Translated with the sanction of the author by William Purdie Dickson
Attacks of the Democracy - Corn-Laws - Attempts to Restore the Tribunician Power
There was no lack, indeed, of men who had in view the re-establishment of the Gracchan constitution, or of projects to attain piecemeal in the way of constitutional reform what Lepidus and Sertorius had attempted by the path of revolution. The government had already under the pressure of the agitation of Lepidus immediately after the death of Sulla consented to a limited revival of the largesses of grain (676); and it did, moreover, what it could to satisfy the proletariate of the capital in regard to this vital question. When, notwithstanding those distributions, the high price of grain occasioned chiefly by piracy produced so oppressive a dearth in Rome as to lead to a violent tumult in the streets in 679, extraordinary purchases of Sicilian grain on account of the government relieved for the time the most severe distress; and a corn-law brought in by the consuls of 681 regulated for the future the purchases of Sicilian grain and furnished the government, although at the expense of the provincials, with better means of obviating similar evils. But the less material points of difference also--the restoration of the tribunician power in its old compass, and the setting aside of the senatorial tribunals-- ceased not to form subjects of popular agitation; and in their case the government offered more decided resistance.

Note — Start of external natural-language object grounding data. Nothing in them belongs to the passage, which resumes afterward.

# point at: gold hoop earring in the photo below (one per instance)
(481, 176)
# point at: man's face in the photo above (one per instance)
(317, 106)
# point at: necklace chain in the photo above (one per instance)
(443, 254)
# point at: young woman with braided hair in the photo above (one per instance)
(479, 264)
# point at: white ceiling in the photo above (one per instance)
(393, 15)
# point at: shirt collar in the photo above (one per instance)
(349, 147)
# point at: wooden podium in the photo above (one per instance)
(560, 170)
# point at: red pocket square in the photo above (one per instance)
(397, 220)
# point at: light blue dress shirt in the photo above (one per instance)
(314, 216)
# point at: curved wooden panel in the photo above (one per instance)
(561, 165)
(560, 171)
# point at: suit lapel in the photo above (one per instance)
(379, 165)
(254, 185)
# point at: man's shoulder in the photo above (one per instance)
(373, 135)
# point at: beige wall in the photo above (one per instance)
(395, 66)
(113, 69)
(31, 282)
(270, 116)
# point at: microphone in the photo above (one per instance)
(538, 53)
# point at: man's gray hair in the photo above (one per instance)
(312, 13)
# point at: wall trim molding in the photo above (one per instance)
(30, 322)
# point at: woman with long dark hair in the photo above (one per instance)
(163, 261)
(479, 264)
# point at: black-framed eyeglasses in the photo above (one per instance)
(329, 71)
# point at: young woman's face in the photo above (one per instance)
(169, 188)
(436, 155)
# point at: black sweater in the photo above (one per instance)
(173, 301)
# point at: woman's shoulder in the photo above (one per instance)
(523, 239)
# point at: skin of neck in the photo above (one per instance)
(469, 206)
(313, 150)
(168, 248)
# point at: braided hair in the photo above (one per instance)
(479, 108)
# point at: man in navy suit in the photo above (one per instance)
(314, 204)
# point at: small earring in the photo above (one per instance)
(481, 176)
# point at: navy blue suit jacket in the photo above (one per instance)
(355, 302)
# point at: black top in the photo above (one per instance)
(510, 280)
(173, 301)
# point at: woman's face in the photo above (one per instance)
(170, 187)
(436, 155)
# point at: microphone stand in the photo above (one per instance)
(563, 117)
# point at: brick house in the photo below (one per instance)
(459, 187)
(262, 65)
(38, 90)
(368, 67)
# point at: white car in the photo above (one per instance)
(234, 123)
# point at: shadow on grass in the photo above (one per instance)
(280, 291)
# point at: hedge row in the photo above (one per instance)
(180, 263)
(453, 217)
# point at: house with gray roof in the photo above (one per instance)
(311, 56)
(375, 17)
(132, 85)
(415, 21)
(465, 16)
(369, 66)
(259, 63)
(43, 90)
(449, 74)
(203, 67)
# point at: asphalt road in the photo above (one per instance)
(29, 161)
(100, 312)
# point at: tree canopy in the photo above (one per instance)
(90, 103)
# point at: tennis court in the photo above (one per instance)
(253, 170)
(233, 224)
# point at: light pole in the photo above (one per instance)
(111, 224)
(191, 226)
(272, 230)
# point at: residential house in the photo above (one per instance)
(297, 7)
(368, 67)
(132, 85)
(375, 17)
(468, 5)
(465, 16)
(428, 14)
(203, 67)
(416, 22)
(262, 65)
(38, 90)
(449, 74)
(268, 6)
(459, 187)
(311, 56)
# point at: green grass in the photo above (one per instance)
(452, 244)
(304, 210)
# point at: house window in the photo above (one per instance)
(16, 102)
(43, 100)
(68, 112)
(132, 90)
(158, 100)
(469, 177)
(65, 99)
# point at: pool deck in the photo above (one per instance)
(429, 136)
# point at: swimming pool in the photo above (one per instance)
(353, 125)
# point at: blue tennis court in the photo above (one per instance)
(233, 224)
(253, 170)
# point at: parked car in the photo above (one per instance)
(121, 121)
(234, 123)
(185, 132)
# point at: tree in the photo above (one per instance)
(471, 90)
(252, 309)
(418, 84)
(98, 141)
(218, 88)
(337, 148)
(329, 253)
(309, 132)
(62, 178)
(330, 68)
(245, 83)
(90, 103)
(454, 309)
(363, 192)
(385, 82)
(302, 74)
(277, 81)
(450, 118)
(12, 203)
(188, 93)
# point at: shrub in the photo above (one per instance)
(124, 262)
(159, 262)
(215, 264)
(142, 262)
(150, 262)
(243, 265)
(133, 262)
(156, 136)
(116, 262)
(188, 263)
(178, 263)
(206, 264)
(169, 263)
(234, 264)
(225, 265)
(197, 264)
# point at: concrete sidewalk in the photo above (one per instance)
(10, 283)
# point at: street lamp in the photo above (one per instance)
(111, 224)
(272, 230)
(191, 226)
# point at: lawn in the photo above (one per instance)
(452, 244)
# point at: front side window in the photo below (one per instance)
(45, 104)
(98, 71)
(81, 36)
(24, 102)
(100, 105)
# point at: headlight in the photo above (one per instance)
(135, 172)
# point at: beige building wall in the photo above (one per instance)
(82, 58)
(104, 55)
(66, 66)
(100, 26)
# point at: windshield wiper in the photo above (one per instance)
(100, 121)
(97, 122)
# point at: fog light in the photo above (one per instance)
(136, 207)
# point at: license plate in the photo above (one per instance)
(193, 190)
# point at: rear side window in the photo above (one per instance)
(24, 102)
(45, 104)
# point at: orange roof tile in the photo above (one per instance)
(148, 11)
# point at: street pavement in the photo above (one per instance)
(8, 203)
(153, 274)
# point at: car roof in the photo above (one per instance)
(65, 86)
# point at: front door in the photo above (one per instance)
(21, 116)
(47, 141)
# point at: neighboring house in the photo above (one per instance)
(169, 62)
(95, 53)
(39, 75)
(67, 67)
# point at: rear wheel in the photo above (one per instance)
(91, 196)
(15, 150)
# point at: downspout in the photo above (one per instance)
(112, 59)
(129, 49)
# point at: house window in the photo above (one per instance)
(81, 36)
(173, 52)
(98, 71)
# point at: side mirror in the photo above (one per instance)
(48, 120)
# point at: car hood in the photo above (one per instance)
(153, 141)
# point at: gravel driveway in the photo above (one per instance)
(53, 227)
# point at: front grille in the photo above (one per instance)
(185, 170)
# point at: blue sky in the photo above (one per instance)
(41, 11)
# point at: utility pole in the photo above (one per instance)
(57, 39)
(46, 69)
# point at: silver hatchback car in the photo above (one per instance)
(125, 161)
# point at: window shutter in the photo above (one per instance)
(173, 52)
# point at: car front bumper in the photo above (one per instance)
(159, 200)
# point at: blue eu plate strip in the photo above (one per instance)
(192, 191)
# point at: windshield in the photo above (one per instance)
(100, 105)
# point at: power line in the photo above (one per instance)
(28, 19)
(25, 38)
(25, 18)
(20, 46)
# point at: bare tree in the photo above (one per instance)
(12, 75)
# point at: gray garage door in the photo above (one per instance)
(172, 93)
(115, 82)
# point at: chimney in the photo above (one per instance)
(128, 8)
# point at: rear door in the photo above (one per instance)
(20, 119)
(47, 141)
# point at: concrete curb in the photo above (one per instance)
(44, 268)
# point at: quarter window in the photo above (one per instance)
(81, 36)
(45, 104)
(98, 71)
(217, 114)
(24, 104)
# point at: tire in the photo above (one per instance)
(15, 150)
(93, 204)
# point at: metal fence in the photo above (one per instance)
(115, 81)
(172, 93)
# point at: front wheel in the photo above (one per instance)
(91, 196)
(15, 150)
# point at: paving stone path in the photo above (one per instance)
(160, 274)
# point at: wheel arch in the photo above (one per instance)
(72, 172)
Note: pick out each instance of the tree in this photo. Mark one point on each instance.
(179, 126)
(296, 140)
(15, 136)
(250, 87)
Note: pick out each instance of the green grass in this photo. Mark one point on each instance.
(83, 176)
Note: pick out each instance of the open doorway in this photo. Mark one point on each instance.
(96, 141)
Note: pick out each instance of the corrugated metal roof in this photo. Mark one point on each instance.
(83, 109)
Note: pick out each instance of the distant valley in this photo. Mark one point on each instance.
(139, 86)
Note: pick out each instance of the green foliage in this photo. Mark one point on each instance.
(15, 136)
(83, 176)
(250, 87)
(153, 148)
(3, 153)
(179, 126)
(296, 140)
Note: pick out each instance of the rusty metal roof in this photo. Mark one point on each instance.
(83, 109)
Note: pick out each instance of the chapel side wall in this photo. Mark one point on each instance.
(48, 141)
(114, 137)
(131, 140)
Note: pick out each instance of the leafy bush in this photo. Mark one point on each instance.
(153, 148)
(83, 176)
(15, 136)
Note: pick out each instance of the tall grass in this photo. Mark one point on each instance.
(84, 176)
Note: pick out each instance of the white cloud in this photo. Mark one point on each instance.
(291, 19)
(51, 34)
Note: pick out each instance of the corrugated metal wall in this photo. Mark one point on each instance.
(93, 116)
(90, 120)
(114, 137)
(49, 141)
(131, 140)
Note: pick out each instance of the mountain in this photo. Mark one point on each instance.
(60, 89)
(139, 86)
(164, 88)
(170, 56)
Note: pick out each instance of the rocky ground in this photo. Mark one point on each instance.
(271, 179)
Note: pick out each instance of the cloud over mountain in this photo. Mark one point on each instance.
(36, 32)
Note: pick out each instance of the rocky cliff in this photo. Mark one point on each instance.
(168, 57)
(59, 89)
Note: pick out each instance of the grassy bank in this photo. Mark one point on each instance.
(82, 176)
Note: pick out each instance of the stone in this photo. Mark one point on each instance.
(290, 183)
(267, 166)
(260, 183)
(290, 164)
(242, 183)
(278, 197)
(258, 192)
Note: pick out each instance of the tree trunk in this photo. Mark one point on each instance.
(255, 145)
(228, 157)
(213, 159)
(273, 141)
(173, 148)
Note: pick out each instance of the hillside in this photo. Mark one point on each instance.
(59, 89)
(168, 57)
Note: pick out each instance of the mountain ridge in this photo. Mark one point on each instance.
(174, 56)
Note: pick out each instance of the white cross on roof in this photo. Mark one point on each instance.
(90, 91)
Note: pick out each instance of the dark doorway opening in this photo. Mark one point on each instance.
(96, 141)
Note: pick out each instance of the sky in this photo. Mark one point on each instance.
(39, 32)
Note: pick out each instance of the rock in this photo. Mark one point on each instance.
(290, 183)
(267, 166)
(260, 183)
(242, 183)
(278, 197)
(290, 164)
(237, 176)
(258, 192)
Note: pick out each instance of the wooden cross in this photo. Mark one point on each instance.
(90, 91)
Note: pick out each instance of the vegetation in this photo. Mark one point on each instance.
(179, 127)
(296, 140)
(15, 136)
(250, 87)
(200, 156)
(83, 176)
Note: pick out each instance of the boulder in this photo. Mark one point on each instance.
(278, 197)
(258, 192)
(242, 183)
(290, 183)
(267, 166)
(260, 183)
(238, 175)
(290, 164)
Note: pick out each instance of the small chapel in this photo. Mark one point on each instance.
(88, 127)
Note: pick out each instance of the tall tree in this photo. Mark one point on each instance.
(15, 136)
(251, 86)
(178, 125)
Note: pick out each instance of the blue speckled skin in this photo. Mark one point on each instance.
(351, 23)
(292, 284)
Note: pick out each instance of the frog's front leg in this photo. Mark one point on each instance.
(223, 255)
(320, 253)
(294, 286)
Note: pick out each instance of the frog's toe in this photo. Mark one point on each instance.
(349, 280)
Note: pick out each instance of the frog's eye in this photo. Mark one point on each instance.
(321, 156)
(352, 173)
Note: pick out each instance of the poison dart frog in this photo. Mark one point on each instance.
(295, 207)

The dispute regarding the tribunician magistracy was opened as early as 678, immediately after the defeat of Lepidus, by the tribune of the people Lucius Sicinius, perhaps a descendant of the man of the same name who had first filled this office more than four hundred years before; but it failed before the resistance offered to it by the active consul Gaius Curio. In 680 Lucius Quinctius resumed the agitation, but was induced by the authority of the consul Lucius Lucullus to desist from his purpose. The matter was taken up in the following year with greater zeal by Gaius Licinius Macer, who-- in a way characteristic of the period--carried his literary studies into public life, and, just as he had read in the Annals, counselled the burgesses to refuse the conscription.